In the wake of his crushing electoral defeat, and personal inability to continue on as the leader of the Australian Labor Party, the husband of Chloe Shorten (also known as ‘Bill’) has engaged in some serious soul-searching these past two days.
The swing that was promised, the swing that would deliver Labor a parliamentary majority, and would deliver Bill the famed Prime Ministership, failed to eventuate, and in fact, a number of key electorates swung away from the Labor Party. They swung toward the Liberal Party, in a way many commentators are describing as ‘unorthodox,’ ‘atypical,’ or even ‘reverse.’
On Monday morning, grappling with this so-called political concept of ‘reverse swing,’ the husband of Chloe Shorten called the foremost expert in the field.
Steven Peter Devereux Smith.
Once Australia’s beloved Test cricket captain, Smith had disgraced his reputation in Cape Town, 2018, as he oversaw a team policy of using sandpaper on one side of the ball to generate ‘reverse swing.’ Reverse swing, in the cricket context, comes about when one side of the ball is so rough that air flows faster over the smooth side, causing the ball to ‘swing’ in the direction of the smooth side.
This is in contrast to conventional swing, which tends to both a) deliver the ALP the Federal Election, and b) swing away from the shiny side, and is more dependent on wrist and seam position.
‘Billy, how can I help?’ said Steven, answering the call of the Opposition Leader.
‘I told you, Steve, it’s Chloe Shorten’s Husband.
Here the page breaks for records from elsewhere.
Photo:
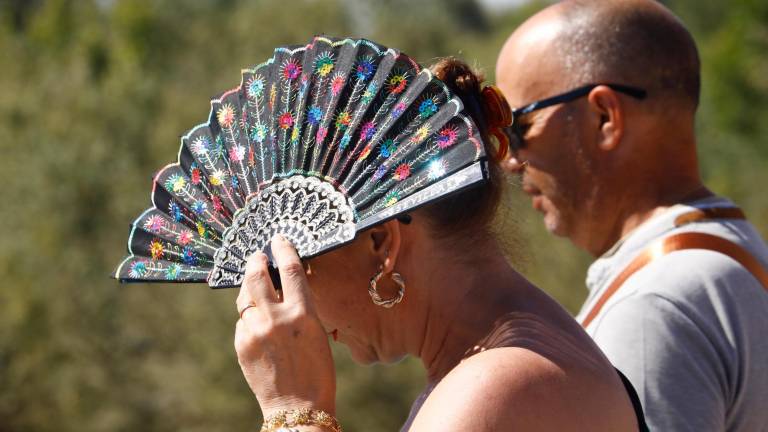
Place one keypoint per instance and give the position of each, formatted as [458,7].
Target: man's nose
[514,164]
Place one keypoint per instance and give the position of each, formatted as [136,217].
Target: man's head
[594,161]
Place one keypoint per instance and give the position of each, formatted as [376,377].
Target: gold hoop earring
[397,278]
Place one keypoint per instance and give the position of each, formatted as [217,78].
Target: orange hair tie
[499,116]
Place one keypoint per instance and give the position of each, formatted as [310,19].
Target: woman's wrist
[301,419]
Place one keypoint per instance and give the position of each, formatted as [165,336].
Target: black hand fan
[317,143]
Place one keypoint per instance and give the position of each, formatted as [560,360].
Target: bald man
[603,137]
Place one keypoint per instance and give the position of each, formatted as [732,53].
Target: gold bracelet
[300,417]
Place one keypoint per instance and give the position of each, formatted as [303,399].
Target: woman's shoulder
[527,381]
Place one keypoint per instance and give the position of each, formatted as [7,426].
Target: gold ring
[250,305]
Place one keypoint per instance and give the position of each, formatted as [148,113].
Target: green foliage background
[94,95]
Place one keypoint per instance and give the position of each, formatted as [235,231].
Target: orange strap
[683,241]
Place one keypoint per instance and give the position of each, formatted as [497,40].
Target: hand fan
[317,143]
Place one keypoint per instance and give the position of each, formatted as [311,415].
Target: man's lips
[531,189]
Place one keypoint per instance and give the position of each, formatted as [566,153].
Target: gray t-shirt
[690,330]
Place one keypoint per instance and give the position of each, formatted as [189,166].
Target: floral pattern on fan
[317,143]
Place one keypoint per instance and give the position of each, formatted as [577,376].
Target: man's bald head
[633,42]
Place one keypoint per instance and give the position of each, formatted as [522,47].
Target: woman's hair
[466,216]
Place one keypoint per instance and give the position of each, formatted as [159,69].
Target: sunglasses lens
[515,140]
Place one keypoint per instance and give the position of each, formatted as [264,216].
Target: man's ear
[384,244]
[606,104]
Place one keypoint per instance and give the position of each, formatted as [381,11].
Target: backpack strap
[685,241]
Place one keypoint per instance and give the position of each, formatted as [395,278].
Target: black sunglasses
[515,131]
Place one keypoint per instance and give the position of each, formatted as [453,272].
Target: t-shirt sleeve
[670,360]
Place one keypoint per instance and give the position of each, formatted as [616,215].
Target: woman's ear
[385,244]
[606,104]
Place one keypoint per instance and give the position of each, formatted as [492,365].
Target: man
[613,167]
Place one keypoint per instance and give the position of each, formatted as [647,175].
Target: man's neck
[637,211]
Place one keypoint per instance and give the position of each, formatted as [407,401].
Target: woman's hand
[281,346]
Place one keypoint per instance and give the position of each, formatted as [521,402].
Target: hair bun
[498,115]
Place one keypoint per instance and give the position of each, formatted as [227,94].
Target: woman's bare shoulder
[519,388]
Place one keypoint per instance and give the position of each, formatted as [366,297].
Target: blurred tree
[93,97]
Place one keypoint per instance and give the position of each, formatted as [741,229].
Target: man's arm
[677,367]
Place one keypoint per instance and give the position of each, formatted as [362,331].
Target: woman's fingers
[292,276]
[257,287]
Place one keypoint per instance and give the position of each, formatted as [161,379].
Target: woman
[499,354]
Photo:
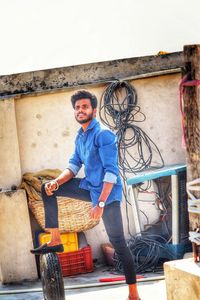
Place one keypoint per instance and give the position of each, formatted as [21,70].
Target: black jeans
[112,220]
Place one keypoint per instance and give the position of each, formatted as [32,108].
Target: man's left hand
[96,212]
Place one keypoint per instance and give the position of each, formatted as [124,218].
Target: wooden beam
[86,74]
[192,123]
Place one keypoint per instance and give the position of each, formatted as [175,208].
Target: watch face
[101,203]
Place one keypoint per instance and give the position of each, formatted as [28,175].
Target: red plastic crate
[76,262]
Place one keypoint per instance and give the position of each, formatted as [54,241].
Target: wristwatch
[101,204]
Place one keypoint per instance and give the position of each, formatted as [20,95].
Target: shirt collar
[92,124]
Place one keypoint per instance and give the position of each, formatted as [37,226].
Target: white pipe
[73,287]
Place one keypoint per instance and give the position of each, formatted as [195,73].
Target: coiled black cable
[147,251]
[119,111]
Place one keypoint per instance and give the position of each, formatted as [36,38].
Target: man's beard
[89,118]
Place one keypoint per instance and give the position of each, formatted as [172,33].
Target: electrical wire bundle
[119,111]
[147,252]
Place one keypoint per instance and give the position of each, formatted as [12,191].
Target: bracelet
[57,185]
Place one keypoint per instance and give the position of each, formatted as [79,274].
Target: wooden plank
[182,278]
[86,74]
[192,122]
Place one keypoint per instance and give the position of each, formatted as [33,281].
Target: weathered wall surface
[10,169]
[46,126]
[45,131]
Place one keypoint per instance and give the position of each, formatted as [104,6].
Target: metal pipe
[80,286]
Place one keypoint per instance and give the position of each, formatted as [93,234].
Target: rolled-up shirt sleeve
[108,152]
[74,163]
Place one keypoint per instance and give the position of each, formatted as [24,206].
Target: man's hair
[84,95]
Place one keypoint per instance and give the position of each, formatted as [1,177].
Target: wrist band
[57,185]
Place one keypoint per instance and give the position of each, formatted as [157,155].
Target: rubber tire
[51,276]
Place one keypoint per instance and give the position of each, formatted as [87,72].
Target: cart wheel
[51,276]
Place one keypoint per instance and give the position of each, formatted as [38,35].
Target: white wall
[45,34]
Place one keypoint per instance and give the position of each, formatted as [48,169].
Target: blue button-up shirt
[96,149]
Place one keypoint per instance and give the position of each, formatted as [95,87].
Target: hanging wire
[119,111]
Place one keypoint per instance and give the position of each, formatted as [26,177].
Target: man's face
[84,112]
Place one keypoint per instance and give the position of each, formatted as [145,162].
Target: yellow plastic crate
[69,240]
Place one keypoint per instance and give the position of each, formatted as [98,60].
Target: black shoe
[47,249]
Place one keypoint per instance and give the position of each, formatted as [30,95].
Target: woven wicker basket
[73,214]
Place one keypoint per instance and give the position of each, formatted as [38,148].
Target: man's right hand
[50,187]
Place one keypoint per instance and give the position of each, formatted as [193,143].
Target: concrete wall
[45,131]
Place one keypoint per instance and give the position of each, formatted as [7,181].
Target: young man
[96,149]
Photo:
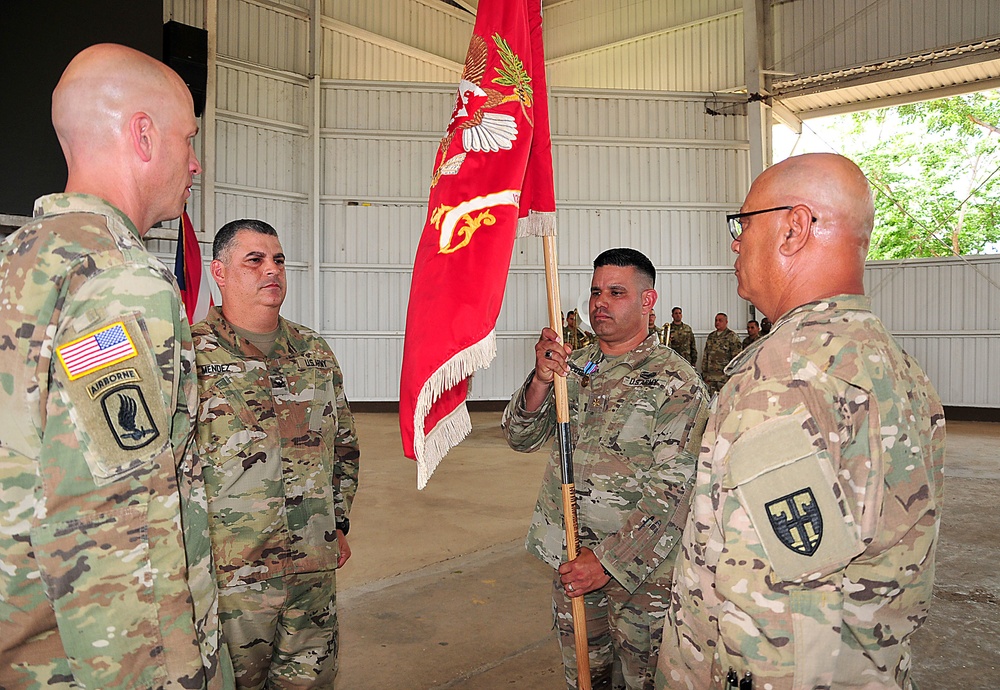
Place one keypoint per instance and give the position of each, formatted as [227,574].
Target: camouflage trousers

That’s the legal name on my passport now. Anyway, I had to ask - is there any way to predict reverse swing? If I see reverse swing coming again, is there anyway to reverse the reverse?’
‘Unfortunately, Shorten, there isn’t,’ replied Steven, much to Chloe Shorten’s husband’s annoyance. ‘You can take an off-stump guard and try to cover your stumps the best you can, to prevent the inswinger, but then you’re a real risk of edging to the keeper or the cordon.’
‘Well then, how about conditions? What makes reverse swing happen?’ pressed Shorten.
‘The ball needs to be roughed up, so reverse swing tends to happen in hotter, drier climates, like country Queensland,’ said Steven, confirming Shorten’s worst fears.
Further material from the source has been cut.